Postermat was more of a novelty place. They sold all types of buttons, posters, tees, gag items. A bit like that Spencer’s chain store you see in the local mall nowadays. The buttons and pins were sold in the front of the store. They were stored behind glass counters as if they were precious goods. Two tiny black round controls when pressed, slowly spunk around the shelves inside. An army and navy store has taken its place.

Canal Jeans Co. survived for years, but eventually they shut their doors as well. This business was so successful at one point, they had two locations. The location on Canal Street is now one of the cheapest art supply stores known as Pearl Paint. The bigger store, located in the Soho area of Broadway sold both new, vintage, upscale and bargain merchandise. They shut down, very briefly re-opened for a hot minute on Broadway and Astor, and then closed for good in the early 2000s.

Canal Jeans Co. buttons had their iconic checkerboard background, in a variety of colors. Check the photo below:

Promotional buttons from Canal Jeans Co. Photo by Michele WItchipoo.

Zoot was a vintage clothing store. Zoot wasn’t around that long, but it’s competition, Andy’s Chee-Pees, hung around for a while. Zoot was located on Broadway, Andy’s on West 8th street.
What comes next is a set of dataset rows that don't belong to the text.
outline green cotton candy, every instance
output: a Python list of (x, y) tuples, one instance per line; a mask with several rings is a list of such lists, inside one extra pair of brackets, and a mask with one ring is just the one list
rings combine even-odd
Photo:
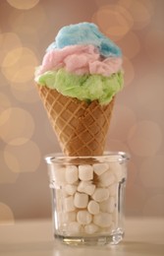
[(122, 90), (124, 84), (123, 72), (102, 75), (76, 75), (64, 69), (47, 71), (36, 78), (40, 86), (56, 89), (60, 94), (77, 97), (80, 100), (92, 101), (97, 99), (100, 104), (107, 104), (113, 96)]

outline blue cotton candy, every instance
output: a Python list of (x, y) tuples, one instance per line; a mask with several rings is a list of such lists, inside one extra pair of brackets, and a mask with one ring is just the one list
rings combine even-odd
[(104, 57), (120, 57), (121, 49), (107, 36), (99, 32), (92, 23), (80, 23), (63, 27), (47, 51), (75, 44), (93, 44)]

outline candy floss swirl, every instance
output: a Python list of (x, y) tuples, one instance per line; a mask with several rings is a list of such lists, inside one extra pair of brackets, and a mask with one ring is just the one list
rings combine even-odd
[(35, 81), (67, 96), (107, 104), (123, 87), (121, 50), (94, 24), (66, 26), (47, 48)]

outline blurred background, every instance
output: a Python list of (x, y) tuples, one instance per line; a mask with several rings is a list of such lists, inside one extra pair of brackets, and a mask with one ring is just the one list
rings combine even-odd
[(33, 82), (61, 27), (93, 22), (123, 50), (106, 149), (131, 154), (126, 215), (164, 215), (164, 1), (0, 1), (0, 223), (51, 217), (44, 156), (59, 152)]

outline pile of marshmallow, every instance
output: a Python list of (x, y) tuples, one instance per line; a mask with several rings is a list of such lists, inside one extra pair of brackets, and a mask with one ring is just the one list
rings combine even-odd
[(123, 162), (51, 165), (55, 224), (59, 234), (109, 233), (118, 226), (118, 187)]

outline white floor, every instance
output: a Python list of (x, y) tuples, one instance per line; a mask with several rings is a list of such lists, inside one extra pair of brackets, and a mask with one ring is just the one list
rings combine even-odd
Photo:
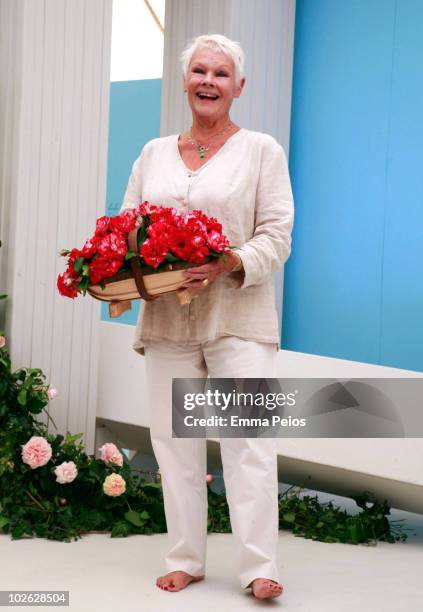
[(406, 518), (413, 528), (405, 543), (324, 544), (280, 531), (285, 590), (268, 602), (240, 588), (230, 534), (209, 535), (206, 580), (178, 593), (155, 586), (156, 576), (163, 573), (165, 534), (90, 534), (69, 544), (12, 541), (3, 534), (0, 589), (69, 590), (68, 609), (75, 612), (417, 612), (423, 610), (423, 515), (392, 510), (391, 518)]

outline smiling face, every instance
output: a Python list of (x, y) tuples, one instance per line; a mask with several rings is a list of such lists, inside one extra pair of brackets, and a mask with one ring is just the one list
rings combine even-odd
[(184, 79), (194, 118), (225, 121), (234, 98), (241, 95), (244, 79), (237, 86), (231, 57), (214, 49), (198, 49)]

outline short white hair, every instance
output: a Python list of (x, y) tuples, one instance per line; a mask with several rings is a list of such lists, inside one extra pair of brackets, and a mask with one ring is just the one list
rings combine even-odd
[(237, 86), (244, 78), (244, 51), (241, 45), (223, 34), (202, 34), (193, 38), (181, 53), (182, 71), (187, 76), (188, 66), (192, 56), (198, 49), (215, 49), (230, 57), (235, 65), (235, 81)]

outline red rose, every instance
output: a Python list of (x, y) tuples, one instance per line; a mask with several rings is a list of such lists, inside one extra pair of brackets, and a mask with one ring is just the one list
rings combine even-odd
[(123, 258), (110, 259), (97, 256), (89, 263), (90, 282), (93, 285), (101, 282), (105, 278), (114, 276), (121, 269)]
[(147, 265), (157, 268), (165, 259), (168, 250), (167, 244), (161, 240), (146, 238), (140, 247), (140, 255)]
[(206, 259), (209, 255), (209, 250), (206, 246), (199, 247), (192, 251), (188, 256), (188, 261), (191, 263), (200, 264)]
[(75, 260), (79, 257), (84, 257), (82, 251), (80, 251), (79, 249), (72, 249), (72, 251), (68, 255), (68, 263), (73, 264)]
[(129, 234), (135, 228), (137, 213), (134, 209), (125, 210), (116, 217), (112, 217), (109, 223), (109, 230), (121, 234)]
[(169, 247), (176, 257), (188, 261), (193, 251), (192, 234), (185, 229), (175, 228), (169, 236)]
[(99, 243), (99, 239), (97, 236), (93, 236), (92, 238), (89, 238), (85, 242), (84, 246), (82, 247), (80, 256), (86, 259), (93, 257), (97, 253), (98, 243)]
[(97, 219), (97, 222), (95, 224), (95, 235), (104, 236), (109, 228), (109, 224), (110, 217), (103, 216)]
[(101, 238), (98, 252), (103, 257), (125, 257), (128, 247), (126, 240), (119, 232), (111, 232)]

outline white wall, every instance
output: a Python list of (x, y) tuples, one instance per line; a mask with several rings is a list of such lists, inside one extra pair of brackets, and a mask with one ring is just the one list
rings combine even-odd
[(61, 297), (62, 248), (104, 214), (112, 0), (0, 5), (0, 250), (14, 368), (41, 368), (61, 433), (93, 449), (100, 305)]
[[(101, 323), (97, 416), (148, 428), (145, 360), (134, 327)], [(277, 378), (422, 378), (423, 374), (318, 355), (279, 351)], [(140, 444), (140, 446), (142, 446)], [(283, 482), (312, 475), (310, 488), (339, 495), (371, 489), (391, 505), (423, 512), (422, 438), (281, 438)]]

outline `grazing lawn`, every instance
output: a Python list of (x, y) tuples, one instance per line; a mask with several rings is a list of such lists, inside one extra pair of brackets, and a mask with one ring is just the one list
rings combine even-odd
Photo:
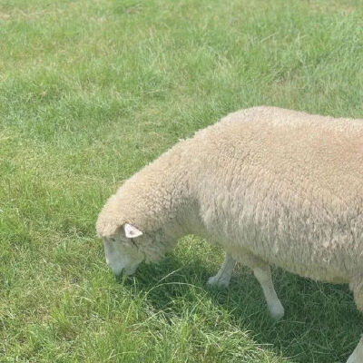
[(347, 286), (246, 269), (189, 236), (115, 280), (95, 236), (123, 181), (252, 105), (363, 117), (360, 0), (0, 0), (0, 362), (343, 362)]

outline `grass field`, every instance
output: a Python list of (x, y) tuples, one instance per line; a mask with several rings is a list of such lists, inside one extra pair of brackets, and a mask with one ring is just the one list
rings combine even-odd
[(132, 278), (94, 222), (179, 138), (251, 105), (363, 116), (360, 0), (0, 0), (0, 362), (343, 362), (346, 286), (258, 282), (197, 237)]

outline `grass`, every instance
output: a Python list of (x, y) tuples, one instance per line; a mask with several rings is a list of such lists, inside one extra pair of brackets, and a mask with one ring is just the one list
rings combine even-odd
[(247, 270), (197, 237), (116, 280), (94, 222), (179, 138), (251, 105), (363, 115), (360, 0), (0, 0), (0, 362), (342, 362), (345, 286)]

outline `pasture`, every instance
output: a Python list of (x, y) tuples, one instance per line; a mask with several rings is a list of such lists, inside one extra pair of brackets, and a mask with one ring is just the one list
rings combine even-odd
[(131, 278), (94, 223), (123, 181), (230, 112), (363, 118), (360, 0), (0, 0), (0, 362), (343, 362), (347, 286), (250, 272), (195, 236)]

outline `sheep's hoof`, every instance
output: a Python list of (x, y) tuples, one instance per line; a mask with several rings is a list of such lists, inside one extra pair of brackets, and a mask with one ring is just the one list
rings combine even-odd
[(274, 320), (280, 320), (285, 314), (285, 309), (280, 301), (272, 306), (270, 306), (269, 310), (270, 315)]
[(215, 287), (218, 289), (225, 289), (230, 284), (230, 281), (226, 281), (219, 276), (211, 276), (208, 279), (207, 285)]

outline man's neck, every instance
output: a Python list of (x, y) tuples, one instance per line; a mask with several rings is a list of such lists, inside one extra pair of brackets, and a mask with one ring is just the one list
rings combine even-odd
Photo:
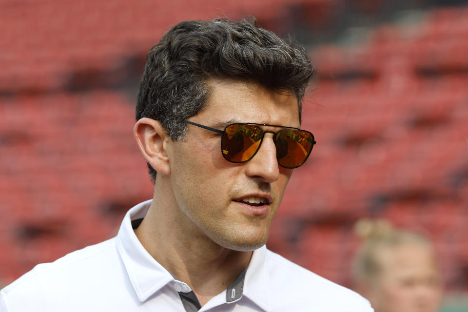
[(192, 288), (203, 306), (234, 282), (252, 252), (219, 246), (196, 227), (181, 222), (187, 218), (178, 215), (178, 208), (168, 209), (162, 201), (153, 200), (135, 233), (158, 262)]

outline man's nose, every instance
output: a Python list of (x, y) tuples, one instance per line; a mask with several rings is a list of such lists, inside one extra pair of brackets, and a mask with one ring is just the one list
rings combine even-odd
[(246, 173), (264, 182), (272, 183), (279, 177), (279, 168), (276, 159), (276, 149), (273, 133), (267, 133), (255, 156), (246, 163)]

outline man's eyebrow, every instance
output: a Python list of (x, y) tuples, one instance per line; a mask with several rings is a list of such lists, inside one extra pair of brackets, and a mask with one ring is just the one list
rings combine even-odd
[(219, 120), (218, 121), (215, 121), (214, 123), (211, 127), (212, 128), (214, 128), (215, 129), (219, 129), (220, 130), (222, 130), (232, 123), (243, 123), (239, 121), (239, 120), (236, 120), (234, 119), (231, 119), (229, 120), (226, 120), (226, 121)]

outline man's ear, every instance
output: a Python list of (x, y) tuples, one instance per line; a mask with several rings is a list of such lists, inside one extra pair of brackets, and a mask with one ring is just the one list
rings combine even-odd
[(159, 122), (142, 118), (133, 127), (133, 134), (146, 161), (157, 172), (170, 174), (171, 166), (166, 148), (171, 138)]

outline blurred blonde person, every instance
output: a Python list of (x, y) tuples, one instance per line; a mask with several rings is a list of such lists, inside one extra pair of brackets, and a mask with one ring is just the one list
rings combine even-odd
[(355, 229), (364, 239), (354, 263), (356, 290), (375, 312), (439, 311), (442, 283), (427, 238), (381, 220), (361, 220)]

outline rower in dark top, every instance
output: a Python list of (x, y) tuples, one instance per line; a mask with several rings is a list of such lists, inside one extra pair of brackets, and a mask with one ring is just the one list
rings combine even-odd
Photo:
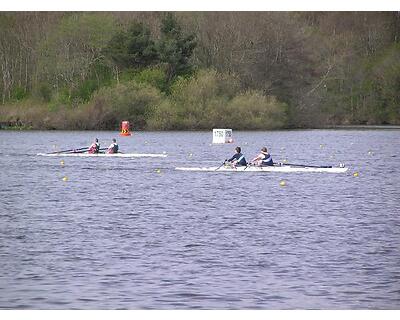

Unique hawked its wares all throughout the ‘80s, going out of business in the early ‘90s. Also known as Unique Boutique, the large space had a variety of different departments. You had graffiti artists spray painting on clothing, vintage duds, and when it was extremely fashionable, a huge selection of bright neon attire.

As for some other shops that’s been around for a while. Enz have opened and closed, and opened again. They’ve moved around to different locations so Enz doesn’t count. Ditto for Andy’s Chee-Pees. Even Patricia Fields moved from its prototype home on 8th street to the now trendy Bowery area. Probably the only store left from that era is Trash and Vaudeville. Still at the same location since the 1970s, and still going strong today.

Keep in mind, I didn’t even touch upon all the numerous record stores open around this time. I’ll touch upon that in another post.

Other types of businesses got into the badge marketing act. Check out this photo here. There’s MTV when they were known as a video music channel.  WLIR was a Long Island based radio station that specialized (at the time) in New Wave, a tiny bit of Post-Punk, and imported UK Pop music. Then there’s the original Hard Rock Cafe. The first location in NYC was on West 57th, before they moved to the current location at Times Square. All three are still around today.

MTV, WLIR FM, and Hard Rock Cafe. 1980s promotional buttons. Photo by Michele Witchipoo.

It’s a different time now. There’s the revitalized Brooklyn to contend with now. Trends have changed. Yet the ‘80s memories still stand.